Add better sorting of completions #1165

schmeic · 2024-06-13T01:52:12Z

Description

Sort completions by match point, then match length, then item text.

Note that match length is equal to the length of the search text for non fuzzy matches, and equal to the length of the match group for fuzzy matches.

This means that matches that start with the search text will be displayed first, followed by matches that contain the search text, and then fuzzy matches.

Sorting by item text when both match point and match length are the same for matched completions ensures that completions that start with the search text will be in alphabetical order. For example, searching for fr will display FROM before FROM_UNIXTIME.

Checklist

I've added this contribution to the changelog.md.
I've added my name to the AUTHORS file (or it's already there).

rolandwalker · 2024-06-13T12:03:25Z

Wow, you weren't joking about the tests.

From the English description, the algorithm sounds great.

I may have time to experiment with this on the weekend.

schmeic · 2024-06-13T18:37:20Z

Yeah, that's why I wanted to make sure the algorithm would be accepted before working on the tests. From my experiments with this new sorting, I've found that it has always put what I consider the most relevant results at the top.
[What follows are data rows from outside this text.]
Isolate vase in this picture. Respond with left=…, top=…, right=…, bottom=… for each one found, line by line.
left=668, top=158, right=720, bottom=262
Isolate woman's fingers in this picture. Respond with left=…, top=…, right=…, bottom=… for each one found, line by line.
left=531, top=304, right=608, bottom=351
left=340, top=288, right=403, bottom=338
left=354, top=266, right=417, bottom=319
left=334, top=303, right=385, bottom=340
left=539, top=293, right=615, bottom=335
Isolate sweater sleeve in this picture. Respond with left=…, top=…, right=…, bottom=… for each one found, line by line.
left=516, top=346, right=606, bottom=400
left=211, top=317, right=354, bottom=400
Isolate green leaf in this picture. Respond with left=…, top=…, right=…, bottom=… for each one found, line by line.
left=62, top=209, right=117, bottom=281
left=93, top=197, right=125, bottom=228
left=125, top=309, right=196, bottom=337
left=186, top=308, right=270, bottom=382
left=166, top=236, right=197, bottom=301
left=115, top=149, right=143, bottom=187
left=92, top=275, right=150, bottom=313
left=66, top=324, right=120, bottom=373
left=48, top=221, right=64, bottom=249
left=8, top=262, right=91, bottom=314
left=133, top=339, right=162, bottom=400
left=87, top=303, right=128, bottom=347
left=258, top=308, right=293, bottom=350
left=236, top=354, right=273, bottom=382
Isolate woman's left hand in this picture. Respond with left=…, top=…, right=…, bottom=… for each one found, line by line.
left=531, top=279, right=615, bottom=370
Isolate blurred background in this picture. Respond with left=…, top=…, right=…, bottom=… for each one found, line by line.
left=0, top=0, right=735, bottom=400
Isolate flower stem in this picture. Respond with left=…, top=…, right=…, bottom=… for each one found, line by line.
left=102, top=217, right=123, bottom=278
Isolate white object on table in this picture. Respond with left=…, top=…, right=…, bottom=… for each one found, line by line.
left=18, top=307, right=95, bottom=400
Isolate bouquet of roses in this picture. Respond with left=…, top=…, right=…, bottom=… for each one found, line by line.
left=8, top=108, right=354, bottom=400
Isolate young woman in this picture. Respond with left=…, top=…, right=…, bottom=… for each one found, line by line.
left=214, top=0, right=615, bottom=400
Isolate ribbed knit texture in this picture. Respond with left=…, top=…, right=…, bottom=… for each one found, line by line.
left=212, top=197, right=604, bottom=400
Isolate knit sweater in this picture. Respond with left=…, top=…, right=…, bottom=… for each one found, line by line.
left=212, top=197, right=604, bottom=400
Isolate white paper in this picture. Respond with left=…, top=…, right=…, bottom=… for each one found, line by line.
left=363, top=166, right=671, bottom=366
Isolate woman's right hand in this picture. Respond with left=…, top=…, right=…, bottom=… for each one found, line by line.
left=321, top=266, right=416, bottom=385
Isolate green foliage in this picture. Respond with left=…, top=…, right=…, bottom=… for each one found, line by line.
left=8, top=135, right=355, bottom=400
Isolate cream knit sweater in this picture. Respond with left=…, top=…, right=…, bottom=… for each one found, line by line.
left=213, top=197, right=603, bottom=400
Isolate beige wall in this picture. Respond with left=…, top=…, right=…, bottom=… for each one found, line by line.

The funny thing was that the find_matches(...) function was already storing all 3 of the parameters I used for sorting, and then ignoring everything but the item text at the end when creating the completions generator. That's what gave me the idea for the sorting algorithm.

rolandwalker · 2024-06-13T19:23:16Z

Let's let the PR hang around for some days and see if it attracts any objections.

schmeic · 2024-06-13T19:28:33Z

Ok. Maybe you'll have some time to experiment with it as well. I'm hoping it will attract some "likes"...

rolandwalker · 2024-06-13T21:48:47Z

Should the proposed change only apply when if not smart_completion: ? It would see that the point of smart_completion is to give categories in category order.

rolandwalker · 2024-06-13T21:52:11Z

mycli/sqlcompleter.py

+
+        def sorted_completions(matches):
+            # sort by match point, then match length, then item text
+            matches = sorted(matches, key=lambda m: (m[1], m[0], m[2].lower()))


As long as the sort is casefolding it might as well also do

m[2].lower().strip('`')

Yeah, I can certainly add that. Pretty sure I've seen someone else complain in another issue about the back tick messing with sorting.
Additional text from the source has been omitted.